Blue Cross Blue Shield study finds spike in opioid addiction among its commercially-insured members

     The diagnosis of opioid use disorder increased 493 percent from 2010 to 2016. (Graph from Blue Cross Blue Shield)

    The diagnosis of opioid use disorder increased 493 percent from 2010 to 2016. (Graph from Blue Cross Blue Shield)

    A new study released Thursday by the Blue Cross Blue Shield Association finds that problems with opioid addiction are increasing sharply among its members on commercial health insurance plans.

    The news comes as Independence Blue Cross, the member insurance company for the Philadelphia region, is implementing new policies to fight the opioid crisis.

    The Blue Cross Blue Shield study draws on claims data from those they insure, and finds that rates of opioid addiction were nearly six times higher last year than they were in 2010. In 2016, nearly one in a hundred of its commercially-insured members were diagnosed with an opioid use disorder.

    The data demonstrates that “this is a problem that is not clustering in the very poor or the underserved, rather it’s affecting quite a broad swath of the U.S. population,” said Joshua D. Lee, a physician at the New York University School of Medicine who researches opioid addiction. Lee was not involved in the study.

    The study also finds that while the use of medication-assisted treatment is growing, it’s far from keeping pace with new cases of opioid addiction. Evidence shows treatment plans that use supportive medications like methadone to be more effective than those that omit them. Rates of medication-assisted treatment for Blue Cross Blue Shield’s members grew 65 percent over the seven-year period of the study, while opioid addiction rose by 493 percent.

    “The lesson there is that still, not enough people with the condition are getting the indicated treatment,” Lee said.

    Earlier this week, Independence Blue Cross announced that starting in July, it will limit coverage for initial opioid prescriptions to five days.

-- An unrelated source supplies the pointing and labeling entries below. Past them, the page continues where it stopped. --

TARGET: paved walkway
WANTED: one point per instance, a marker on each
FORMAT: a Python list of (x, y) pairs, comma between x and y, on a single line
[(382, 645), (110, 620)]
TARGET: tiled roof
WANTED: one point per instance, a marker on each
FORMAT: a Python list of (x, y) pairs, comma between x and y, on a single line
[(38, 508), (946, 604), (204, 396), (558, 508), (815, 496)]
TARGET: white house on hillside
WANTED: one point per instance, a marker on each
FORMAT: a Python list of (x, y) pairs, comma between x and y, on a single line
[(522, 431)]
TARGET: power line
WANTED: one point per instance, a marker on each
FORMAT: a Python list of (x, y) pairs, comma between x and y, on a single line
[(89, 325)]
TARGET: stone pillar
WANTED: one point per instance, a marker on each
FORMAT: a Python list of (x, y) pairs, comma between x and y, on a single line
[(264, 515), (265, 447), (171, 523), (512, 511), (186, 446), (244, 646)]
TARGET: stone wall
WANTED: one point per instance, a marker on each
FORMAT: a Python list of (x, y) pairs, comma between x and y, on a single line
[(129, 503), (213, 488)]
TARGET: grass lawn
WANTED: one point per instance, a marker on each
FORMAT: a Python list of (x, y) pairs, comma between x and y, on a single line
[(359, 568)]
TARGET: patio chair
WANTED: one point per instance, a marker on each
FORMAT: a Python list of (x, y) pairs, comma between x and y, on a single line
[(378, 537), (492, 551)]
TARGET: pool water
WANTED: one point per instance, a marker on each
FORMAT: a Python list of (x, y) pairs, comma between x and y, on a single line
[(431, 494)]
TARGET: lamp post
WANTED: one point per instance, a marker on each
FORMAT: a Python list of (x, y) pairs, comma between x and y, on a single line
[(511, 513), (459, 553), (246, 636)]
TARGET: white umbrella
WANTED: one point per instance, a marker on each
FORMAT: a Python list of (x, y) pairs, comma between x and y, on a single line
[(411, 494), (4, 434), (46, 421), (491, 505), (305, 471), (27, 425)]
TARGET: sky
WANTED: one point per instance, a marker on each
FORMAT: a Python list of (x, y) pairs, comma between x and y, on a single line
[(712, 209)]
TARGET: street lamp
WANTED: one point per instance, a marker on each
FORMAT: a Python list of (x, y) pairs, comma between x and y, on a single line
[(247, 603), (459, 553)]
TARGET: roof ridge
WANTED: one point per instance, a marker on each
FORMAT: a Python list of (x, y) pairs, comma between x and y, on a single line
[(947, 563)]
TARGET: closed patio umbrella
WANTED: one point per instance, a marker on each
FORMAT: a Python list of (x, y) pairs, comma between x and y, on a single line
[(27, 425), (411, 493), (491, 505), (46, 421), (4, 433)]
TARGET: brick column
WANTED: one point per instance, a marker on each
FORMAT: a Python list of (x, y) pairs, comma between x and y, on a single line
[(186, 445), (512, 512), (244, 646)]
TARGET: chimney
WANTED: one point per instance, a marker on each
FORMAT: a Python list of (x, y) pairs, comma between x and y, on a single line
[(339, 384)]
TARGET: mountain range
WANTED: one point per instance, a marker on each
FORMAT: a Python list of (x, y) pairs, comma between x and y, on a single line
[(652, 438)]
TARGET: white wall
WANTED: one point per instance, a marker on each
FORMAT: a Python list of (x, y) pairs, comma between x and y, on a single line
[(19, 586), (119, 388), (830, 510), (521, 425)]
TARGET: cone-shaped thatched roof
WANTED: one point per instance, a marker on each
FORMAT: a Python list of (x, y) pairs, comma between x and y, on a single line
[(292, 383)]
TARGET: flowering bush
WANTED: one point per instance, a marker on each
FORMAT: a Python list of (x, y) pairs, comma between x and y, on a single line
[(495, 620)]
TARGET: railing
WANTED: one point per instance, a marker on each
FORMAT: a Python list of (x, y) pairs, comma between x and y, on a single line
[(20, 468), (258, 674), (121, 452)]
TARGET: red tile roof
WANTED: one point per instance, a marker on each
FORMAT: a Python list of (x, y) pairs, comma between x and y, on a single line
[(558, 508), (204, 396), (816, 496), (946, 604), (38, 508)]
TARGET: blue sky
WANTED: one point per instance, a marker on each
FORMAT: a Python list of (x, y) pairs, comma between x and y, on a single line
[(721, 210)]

    “Looking at this data confirms the need for us to take the actions that we’ve taken,” said Rich Snyder, the insurer’s chief medical officer.

    The company will still cover longer opioid prescriptions for cancer patients and people receiving end-of-life care. These patients were also excluded from the national study.

    The insurer will also start covering methadone for addiction treatment beginning in August.

    This disclosure, Independence Blue Cross supports WHYY.